Left ventricular structure and function
Left ventricular structure and function (eg, left ventricular mass, end-systolic/diastolic volume, mass-to-volume ratio, stroke volume and ejection fraction) and carotid intima-media thickness are measured using a high-resolution tomographic ultrasound system (ACUSON SC2000, Siemens, Munich, Germany) after admission. The ejection fraction is calculated as the end-systolic volume divided by the end-diastolic volume multiplied by 100%, according to Simpson’s rule. A repeat echocardiography is performed after 12–24 months in participants who have received one at baseline. A 12-lead electrocardiography is then used to diagnose arrhythmia.

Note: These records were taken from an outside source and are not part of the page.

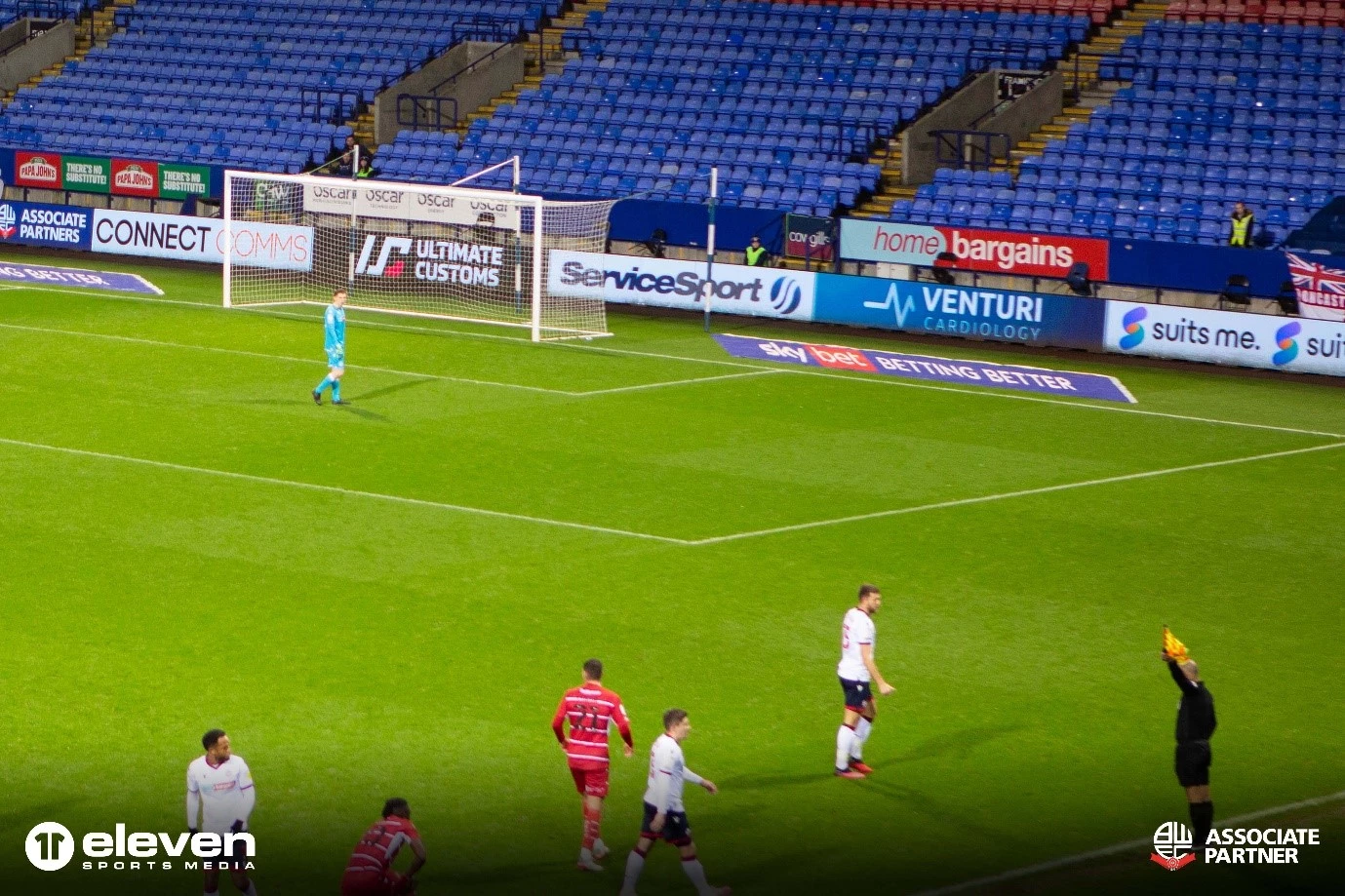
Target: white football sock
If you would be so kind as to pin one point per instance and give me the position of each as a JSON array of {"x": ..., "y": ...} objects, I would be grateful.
[
  {"x": 695, "y": 871},
  {"x": 845, "y": 739},
  {"x": 634, "y": 865},
  {"x": 861, "y": 733}
]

Assessment of dietary pattern
We ask about lifestyle behaviours and dietary habits in the baseline questionnaire. The dietary pattern is assessed by a self-administered semi-quantitative Food Frequency Questionnaire (FFQ) that has been validated in previous studies.31 32 This FFQ includes 14 foods components commonly consumed in China: oils/fats, fruits, vegetables, nuts, legumes, fish and sea food, dairy products, whole grains, sodium, sweets, sweetened beverages, potatoes, meats and eggs. Each participant is asked about the frequency (never, number of times per day, per week, per month or per year) and the amount of each food consumed with the aid of food-size reference photographs. The average intake of each item per day is calculated by multiplying the frequency per day by the amount consumed at each time. The daily energy intake of participants is calculated according to the China Food Composition Database.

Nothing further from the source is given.